今季のBリーグ、盛り上がりはどうだった? 令和を代表する競技へ、バスケ界の挑戦

大島和人

シーズン序盤の集客は苦戦

アルバルク東京の2連覇で幕を閉じた3季目のBリーグ。盛り上がりはどうだったのだろうか 【(C)B.LEAGUE】

 3季目のBリーグはアルバルク東京の2連覇で幕を閉じた。5月11日に横浜アリーナで開催されたチャンピオンシップファイナルの観客数は12972名。アルバルク東京は千葉ジェッツを71−67で下し、「令和初の王者」となっている。

「Bリーグは盛り上がっているのか?」と疑っている人がいても、ファイナルを見ればスッキリしただろう。応援への参加、プレーへの反応といった熱の高まりも見逃せない。特にアルバルク東京ファンの声量は、Bリーグ開幕当初に比べて段違いのレベルだ。
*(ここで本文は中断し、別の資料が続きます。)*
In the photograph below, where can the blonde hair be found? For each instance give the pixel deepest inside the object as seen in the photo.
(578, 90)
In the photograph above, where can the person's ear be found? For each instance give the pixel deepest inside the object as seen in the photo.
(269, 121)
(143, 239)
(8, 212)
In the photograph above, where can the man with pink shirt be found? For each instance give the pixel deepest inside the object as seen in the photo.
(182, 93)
 しかしこの2018−19シーズンを、バスケ関係者は危機感とともに迎えていた。スタートダッシュも成功とは言い難い状況だった。Bリーグの増田匡彦PRグループシニアマネージャーは振り返る。

「勝負の年だと思ってシーズンに入りました。今はバスケットが盛り上がっていると感じている方も多いと思います。しかし、開幕前は正直『苦しいシーズンになる』という印象もありました」

 実際にB1は第2節から平均2千人台の集客が続いた。今季は代表の強化日程増加などが影響し、レギュラーシーズンのスケジュールが過密になった。60試合中12試合が水曜日開催となったが、平日は土日に比べて集客が15%程度のマイナスとなる。

 さらに琉球ゴールデンキングス、栃木ブレックスなどの人気クラブはアリーナの収容人員が限界に達していた。つまり増やしたくても増やせない状況だ。
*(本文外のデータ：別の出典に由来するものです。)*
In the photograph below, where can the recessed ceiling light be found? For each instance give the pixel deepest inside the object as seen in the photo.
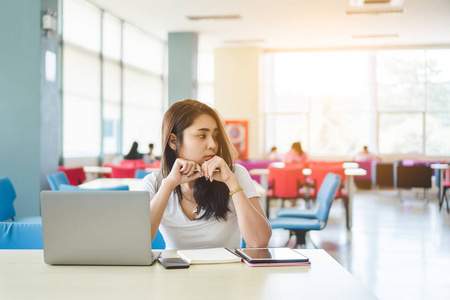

 加えて3季目になればリーグの新鮮さが薄れる。お祭り的だったノリも「日常」に移っていく。Bリーグとよく重ねられるJリーグは、3季目で集客に苦戦した。Jリーグは1993年の開幕シーズンに17976人、2季目も19598人の平均観客数を記録している。しかし3季目の95年は16922人となり、以後しばらく減少トレンドに陥った。

「日本代表ブースト」で盛り返す

W杯出場を決め、チームメートとハイタッチするニック・ファジーカス(右)。日本代表の盛り上がりは、Bリーグ観客動員数にも好影響を及ぼした 【写真は共同】

 ただし3季目のBリーグは最終的に盛り返した。B1の1試合平均は3078人で、これは昨対比106%の実績だ。特に川崎ブレイブサンダース、アルバルク東京、三遠ネオフェニックス、富山グラウジーズの伸びが全体を底上げした。3千人を超したクラブも1季目の「6」、2季目の「8」から「10」と増えている。

 チャンピオンシップはファイナルが中立地開催で、他のカードは上位クラブのホームアリーナで開催される。今回はクォーターファイナルからの計15試合がすべて完売。昨季は満員とならないカードが3試合あったことを考えれば、ポストシーズンの盛り上がりは昨季以上だった。一部でアウェーのファンに対する販売方法が議論になったのも、需要が供給を上回ったからだ。

 第3戦は第2戦終了まで開催が確定せず、チケットを売りにくい。施設のキャンセル料など、リスクの大きさも以前は危惧されていた。しかし琉球ゴールデンキングスが主催した第3戦は、平日を含めて2試合とも完売している。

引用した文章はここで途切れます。